In the previous chapter, you implemented functionality to support basic drawing operations. Drawing is the first step to constructing your physics engine because it allows you to observe the output while continuing to expand the engine’s capabilities. In this chapter, two critical components for 2D physics simulations, the core engine loop and rigid shape class, will be examined and added to the engine. The core engine loop, or the engine loop, allows the engine to control and handle the real-time interaction of game objects, while the rigid shape class abstracts and hides the detailed information such as positions and rotation angles that are required for future physics calculations.
Michael Tanaya, Huaming Chen, Jebediah Pavleas, Kelvin Sung

Chapter 3. Incorporating Collision Detection

In the context of 2D video games, the fundamentals of a physical simulation involves movements of rigid shapes, collisions of the moving shapes, and responses after the collisions. In the previous chapter, you defined the rigid shape classes and a core engine loop to support basic drawing, update operations, and simple movements of rigid shapes. In this chapter, you will learn about and implement the detection of rigid shape collisions and compute the necessary information, such that in the next chapter you can begin resolving and implementing implement the responses to the collisions. The proper implementation based on these concepts enables believable scenarios when objects physically interact with each other in the simulated world.
Michael Tanaya, Huaming Chen, Jebediah Pavleas, Kelvin Sung

Chapter 4. Completing the Physics Engine and Rigid Shape Component

In the previous chapter, you have implemented algorithms to detect collisions between rigid circles and rectangles. In addition to the Boolean condition of whether a collision has indeed occurred, the algorithms you have implemented also computed information that tells you important details—the collision information, which includes the interpenetration depth and normal direction. In this chapter, you will further expand the physics engine by using the collision information to correct the interpenetration condition, and learn about simulating collision responses that resemble real-world rigid shape behaviors.
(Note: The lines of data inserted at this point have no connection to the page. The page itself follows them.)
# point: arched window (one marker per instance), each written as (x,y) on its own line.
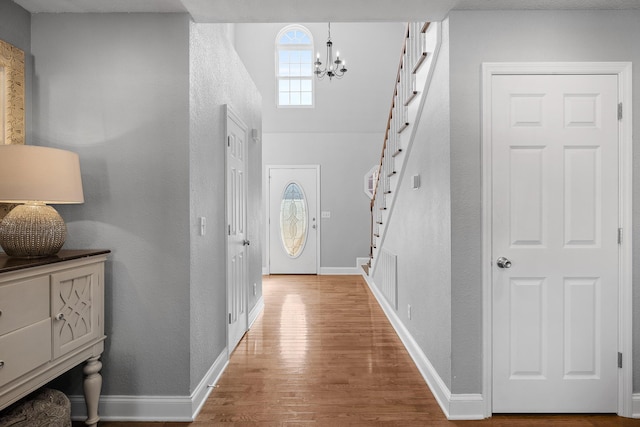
(294,67)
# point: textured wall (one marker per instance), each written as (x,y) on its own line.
(218,77)
(540,36)
(115,89)
(419,230)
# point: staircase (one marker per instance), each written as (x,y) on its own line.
(419,53)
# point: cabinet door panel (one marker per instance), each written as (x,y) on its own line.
(23,303)
(76,307)
(24,350)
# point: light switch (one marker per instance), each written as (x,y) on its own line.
(416,181)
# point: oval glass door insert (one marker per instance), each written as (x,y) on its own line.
(293,220)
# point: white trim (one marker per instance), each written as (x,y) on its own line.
(257,309)
(360,261)
(279,47)
(454,406)
(635,405)
(339,271)
(429,69)
(154,408)
(230,114)
(267,270)
(625,337)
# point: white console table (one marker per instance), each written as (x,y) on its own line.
(51,319)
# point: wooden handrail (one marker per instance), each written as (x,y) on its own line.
(404,98)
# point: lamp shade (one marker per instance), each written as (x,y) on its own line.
(43,174)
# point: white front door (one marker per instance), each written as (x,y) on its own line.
(236,229)
(555,221)
(293,220)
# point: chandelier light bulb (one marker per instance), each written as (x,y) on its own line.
(334,68)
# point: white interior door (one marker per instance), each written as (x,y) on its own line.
(555,221)
(293,220)
(236,229)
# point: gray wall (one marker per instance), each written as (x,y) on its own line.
(218,78)
(115,89)
(15,28)
(343,132)
(344,159)
(140,97)
(419,229)
(477,37)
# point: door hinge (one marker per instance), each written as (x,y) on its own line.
(619,360)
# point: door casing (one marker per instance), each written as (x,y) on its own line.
(268,203)
(230,114)
(625,161)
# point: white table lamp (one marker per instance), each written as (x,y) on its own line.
(34,177)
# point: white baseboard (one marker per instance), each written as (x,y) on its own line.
(154,408)
(338,271)
(327,271)
(255,311)
(454,406)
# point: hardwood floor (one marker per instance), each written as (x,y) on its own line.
(323,353)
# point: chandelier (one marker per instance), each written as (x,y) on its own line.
(334,68)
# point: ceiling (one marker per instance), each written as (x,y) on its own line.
(311,10)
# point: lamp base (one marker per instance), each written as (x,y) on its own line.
(32,230)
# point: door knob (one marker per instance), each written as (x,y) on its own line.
(503,262)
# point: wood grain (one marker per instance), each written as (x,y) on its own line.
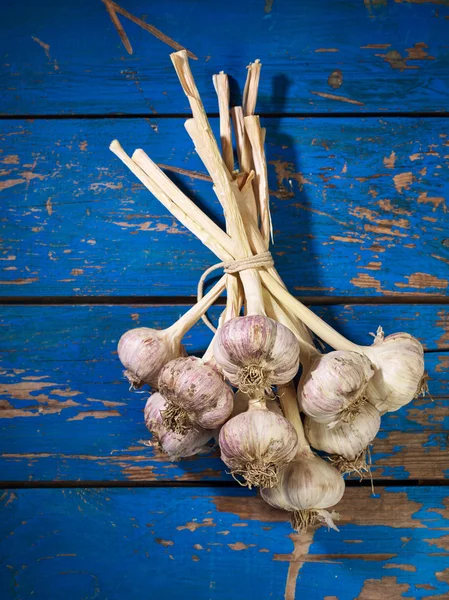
(115,543)
(66,412)
(358,207)
(67,57)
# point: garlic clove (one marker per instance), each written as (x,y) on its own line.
(175,445)
(346,442)
(256,352)
(333,390)
(399,376)
(307,487)
(256,444)
(196,394)
(143,352)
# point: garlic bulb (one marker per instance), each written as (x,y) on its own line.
(256,352)
(196,394)
(348,442)
(399,376)
(143,352)
(256,444)
(307,487)
(174,444)
(334,387)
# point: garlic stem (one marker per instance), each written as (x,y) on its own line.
(316,324)
(254,132)
(228,192)
(276,312)
(287,397)
(251,87)
(221,84)
(242,142)
(188,319)
(179,205)
(208,233)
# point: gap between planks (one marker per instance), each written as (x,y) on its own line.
(350,483)
(273,115)
(188,300)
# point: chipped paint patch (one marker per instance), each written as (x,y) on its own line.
(437,201)
(241,546)
(380,589)
(403,181)
(423,280)
(338,98)
(390,160)
(46,49)
(96,414)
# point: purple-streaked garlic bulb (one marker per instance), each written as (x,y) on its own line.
(256,352)
(399,375)
(196,394)
(174,444)
(347,442)
(256,444)
(307,487)
(144,351)
(334,387)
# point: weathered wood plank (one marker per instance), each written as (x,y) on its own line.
(359,208)
(66,412)
(163,543)
(67,57)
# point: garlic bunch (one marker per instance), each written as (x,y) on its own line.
(256,352)
(196,394)
(399,376)
(347,442)
(308,485)
(334,388)
(256,444)
(174,444)
(144,351)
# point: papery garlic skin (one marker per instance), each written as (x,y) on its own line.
(143,352)
(256,444)
(399,376)
(335,385)
(196,394)
(307,487)
(242,402)
(348,440)
(256,352)
(175,445)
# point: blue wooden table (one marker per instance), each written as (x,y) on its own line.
(354,96)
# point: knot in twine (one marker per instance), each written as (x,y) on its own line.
(257,261)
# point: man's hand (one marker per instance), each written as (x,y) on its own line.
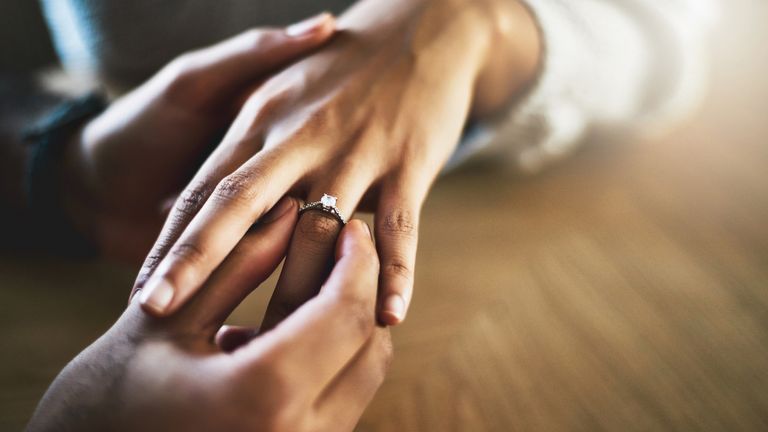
(127,165)
(316,371)
(371,119)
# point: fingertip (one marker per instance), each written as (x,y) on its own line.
(156,297)
(393,310)
(356,234)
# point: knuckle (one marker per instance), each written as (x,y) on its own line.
(236,188)
(192,199)
(386,352)
(360,314)
(287,305)
(189,253)
(181,77)
(319,228)
(399,222)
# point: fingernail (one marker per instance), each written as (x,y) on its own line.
(394,309)
(368,230)
(308,26)
(157,295)
(281,208)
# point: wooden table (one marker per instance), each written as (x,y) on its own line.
(624,290)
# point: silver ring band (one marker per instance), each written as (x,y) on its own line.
(326,204)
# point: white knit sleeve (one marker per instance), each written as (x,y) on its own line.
(627,65)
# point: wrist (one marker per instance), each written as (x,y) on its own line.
(78,200)
(512,59)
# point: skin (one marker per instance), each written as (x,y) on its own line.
(370,118)
(125,168)
(190,373)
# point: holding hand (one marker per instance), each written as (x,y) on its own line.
(126,166)
(316,371)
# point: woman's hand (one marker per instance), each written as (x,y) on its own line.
(126,166)
(370,119)
(317,371)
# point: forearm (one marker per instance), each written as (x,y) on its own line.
(497,41)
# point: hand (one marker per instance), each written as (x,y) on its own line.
(370,119)
(125,167)
(317,371)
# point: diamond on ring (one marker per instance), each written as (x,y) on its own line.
(326,204)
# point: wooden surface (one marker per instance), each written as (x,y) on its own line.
(623,290)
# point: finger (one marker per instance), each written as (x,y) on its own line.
(396,226)
(254,258)
(230,338)
(342,403)
(331,328)
(310,255)
(214,73)
(237,201)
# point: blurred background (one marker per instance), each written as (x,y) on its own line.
(624,289)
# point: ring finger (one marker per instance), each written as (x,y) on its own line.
(310,254)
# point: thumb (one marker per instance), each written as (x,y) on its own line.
(214,73)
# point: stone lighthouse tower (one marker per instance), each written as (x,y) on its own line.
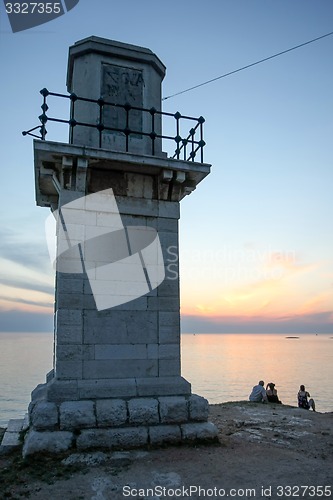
(114,197)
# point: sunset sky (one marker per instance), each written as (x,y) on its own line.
(256,237)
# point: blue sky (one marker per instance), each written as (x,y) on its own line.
(256,235)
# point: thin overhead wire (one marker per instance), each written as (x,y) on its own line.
(248,66)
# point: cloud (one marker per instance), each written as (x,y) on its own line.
(27,253)
(307,323)
(25,301)
(28,285)
(21,321)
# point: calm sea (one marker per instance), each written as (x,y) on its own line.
(220,367)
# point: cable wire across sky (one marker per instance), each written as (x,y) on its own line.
(248,66)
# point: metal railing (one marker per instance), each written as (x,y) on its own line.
(187,148)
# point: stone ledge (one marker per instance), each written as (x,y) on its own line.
(120,412)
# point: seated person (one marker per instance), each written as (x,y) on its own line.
(303,401)
(271,393)
(258,394)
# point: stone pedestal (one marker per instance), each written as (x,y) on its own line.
(116,381)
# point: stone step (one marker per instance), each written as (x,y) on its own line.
(12,436)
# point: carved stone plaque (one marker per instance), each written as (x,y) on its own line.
(121,85)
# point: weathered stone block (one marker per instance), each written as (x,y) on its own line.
(62,390)
(69,334)
(116,351)
(77,415)
(169,367)
(44,416)
(127,437)
(169,351)
(103,369)
(169,209)
(48,441)
(75,285)
(68,370)
(120,327)
(96,389)
(69,352)
(199,431)
(167,224)
(70,300)
(143,411)
(162,386)
(173,409)
(111,412)
(169,327)
(69,317)
(198,407)
(161,434)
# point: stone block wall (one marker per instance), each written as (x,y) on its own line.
(117,423)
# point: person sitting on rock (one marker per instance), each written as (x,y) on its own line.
(258,394)
(303,401)
(271,393)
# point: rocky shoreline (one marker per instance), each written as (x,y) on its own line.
(264,451)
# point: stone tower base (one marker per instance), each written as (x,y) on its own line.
(115,424)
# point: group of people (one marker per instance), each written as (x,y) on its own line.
(270,395)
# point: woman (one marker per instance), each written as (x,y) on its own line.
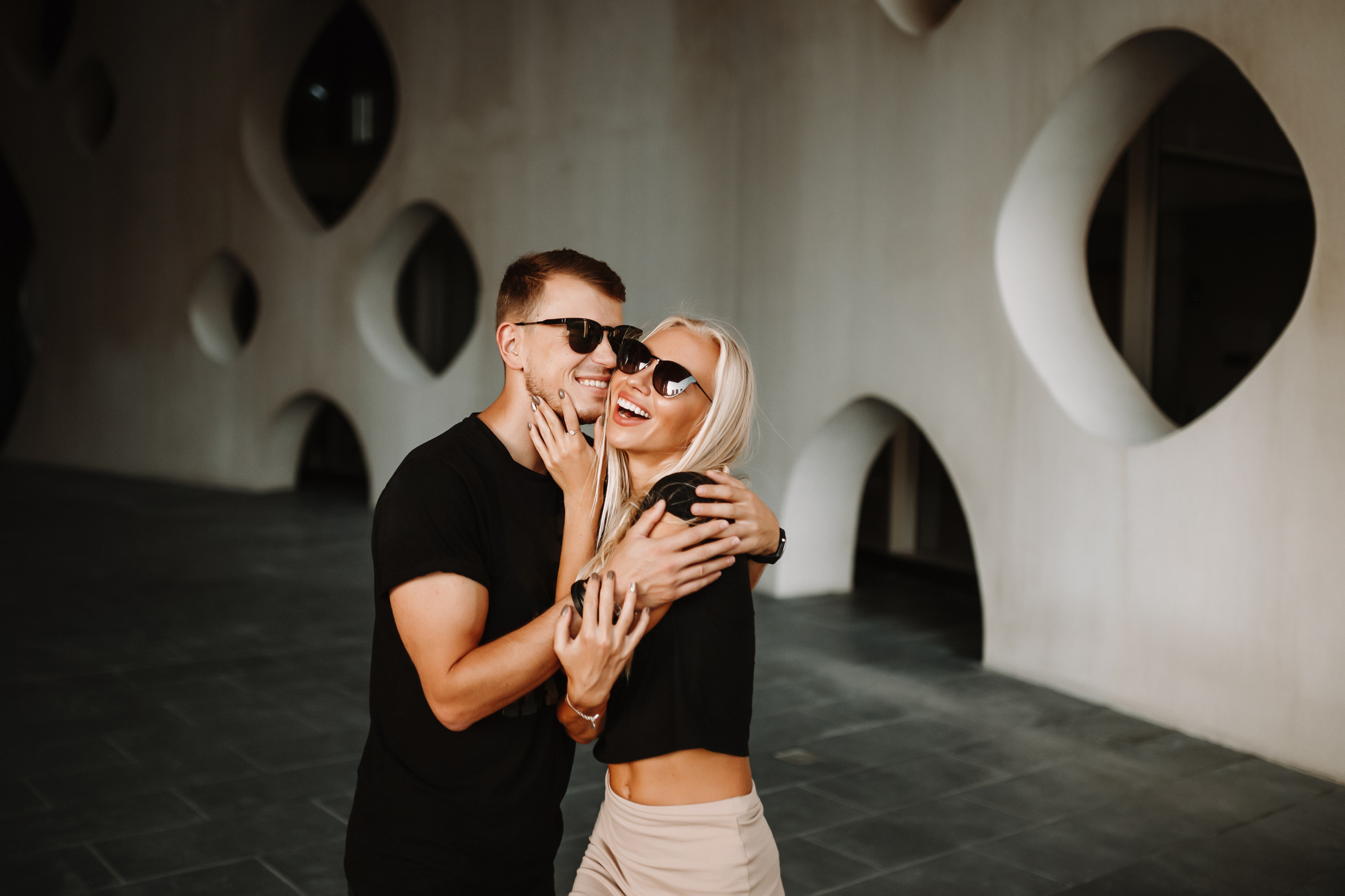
(681,813)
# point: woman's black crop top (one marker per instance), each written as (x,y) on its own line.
(691,682)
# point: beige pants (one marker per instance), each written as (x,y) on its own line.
(681,850)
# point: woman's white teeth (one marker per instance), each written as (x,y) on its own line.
(631,407)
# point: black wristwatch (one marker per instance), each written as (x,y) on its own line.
(771,559)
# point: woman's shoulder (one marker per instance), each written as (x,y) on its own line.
(679,490)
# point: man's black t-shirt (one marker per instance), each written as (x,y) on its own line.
(471,811)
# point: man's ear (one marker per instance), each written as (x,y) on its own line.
(510,341)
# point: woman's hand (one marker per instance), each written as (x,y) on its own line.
(567,454)
(753,521)
(599,653)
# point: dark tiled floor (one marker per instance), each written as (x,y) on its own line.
(184,677)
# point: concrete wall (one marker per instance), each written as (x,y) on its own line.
(824,179)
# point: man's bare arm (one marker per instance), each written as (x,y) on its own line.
(440,619)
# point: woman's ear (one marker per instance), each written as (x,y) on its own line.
(510,342)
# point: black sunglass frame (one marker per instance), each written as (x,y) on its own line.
(665,372)
(580,331)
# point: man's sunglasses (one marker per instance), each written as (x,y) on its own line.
(670,378)
(587,335)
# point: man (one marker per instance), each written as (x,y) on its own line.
(466,763)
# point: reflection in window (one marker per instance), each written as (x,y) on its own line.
(244,307)
(436,295)
(15,253)
(914,545)
(341,114)
(332,460)
(1202,241)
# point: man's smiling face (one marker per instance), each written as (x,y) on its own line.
(551,365)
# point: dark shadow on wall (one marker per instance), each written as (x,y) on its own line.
(914,549)
(332,462)
(1214,193)
(17,243)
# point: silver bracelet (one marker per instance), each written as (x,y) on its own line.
(591,720)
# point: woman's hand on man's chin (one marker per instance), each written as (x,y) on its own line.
(568,455)
(597,655)
(754,524)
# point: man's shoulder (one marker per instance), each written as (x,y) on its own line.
(445,462)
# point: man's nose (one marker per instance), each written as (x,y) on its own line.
(605,356)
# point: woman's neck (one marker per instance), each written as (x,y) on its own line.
(644,470)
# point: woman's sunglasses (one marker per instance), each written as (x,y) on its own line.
(587,335)
(670,378)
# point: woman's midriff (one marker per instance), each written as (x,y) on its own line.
(683,778)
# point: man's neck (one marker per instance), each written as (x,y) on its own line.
(508,417)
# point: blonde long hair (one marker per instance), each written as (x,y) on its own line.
(723,439)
Initially, your responses will be in linear motion, and finally you will support objects rotating as a result of collisions.
Michael Tanaya, Huaming Chen, Jebediah Pavleas, Kelvin Sung

Chapter 5. Summarizing the Physics Engine

Congratulations! You have learned the basic ideas and concepts behind and completed the implementation of a 2D physics engine. This chapter will summarize all of your work done from Chapter 1 to 4, what you should understand and take away from this book, and highlight improvements or future explorations on the physics engine that you have created.